Volume 3, Number 2, May 1981, pp.4-5
Betty Engel has been appointed Chief Conservator at the Balboa Art Conservation Center.
BACC Volunteers, Candy Kuhl and Laurent Sozzani, have been accepted by the Winterthur/University of Delaware Art Conservation Training Program for fall 1981.
Mary Kukel and Donna Regan have been hired as Curatorial Assistants by the San Diego Historical Society to establish a costume and textile center. The Society's present collection consists of over 900 pieces, dating from 1820-1940 and it will soon be augmented by nearly 700 items from the Midge Le Clair collection. In the fall of 1981 the Society's collections will move into a new environmentally controlled facility in Balboa Park. At that time a new public viewing and study area will be set up as well as workspace for the conservation of textiles. A reference library is also being started for the study of period costumes and flat textiles.
Bettina Raphael, ethnographic conservator. has recently moved her Southwest Conservation Laboratory to 300 E. Houghton St., Santa Fe, New Mexico 87501. telephone (505) 988-2487. She is currently working under an NSF conservation grant at the School of American Research in Santa Fe, while continuing her private practice In the area. Bettina has recently been named chairman of a Study Committee on Ethnographic and Archeological Conservation by the National Conservation Advisory Committee. An open meeting of ethnographic and archeological conservators is planned for one Specialty Group Session at the AIC Meeting in Philadelphia.

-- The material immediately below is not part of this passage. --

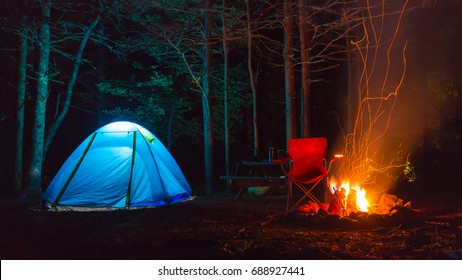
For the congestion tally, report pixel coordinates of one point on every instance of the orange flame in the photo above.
(352, 196)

Lawrence Hoffman, painting conservator formerly at the Hirshhorn Museum, has recently moved to Santa Fe and established the Painting Conservation Studio, 1511 Don Gaspar, Santa Fe, New Mexico 87501, telephone (505) 983-5957.
Claire Munzenrider, conservator at the International Folk Art Museum of the Museum of the New Mexico in Santa Fe, telephone (505) 827-2544, is in the process of planning expansion of the conservation laboratory to carry out work on the Museum's recently expanded collection of multi-media folk artifacts.
The staff of the Rocky Mountain Reglonal Conservation Center is currently working with the Federal Government on a project restoring three murals at the entrance of the U. S. Mint in Denver.
The RMRCC is assisting in a restoration program of the Church of the Annunciation in Denver. The paint layers on the walls nave been tested in an attempt to reach the original surface. A number of murals painted on the walls are being cleaned in situ and 23 paintings on canvas glued to the walls and ceilings of the church are being brought back to the Center for treatment.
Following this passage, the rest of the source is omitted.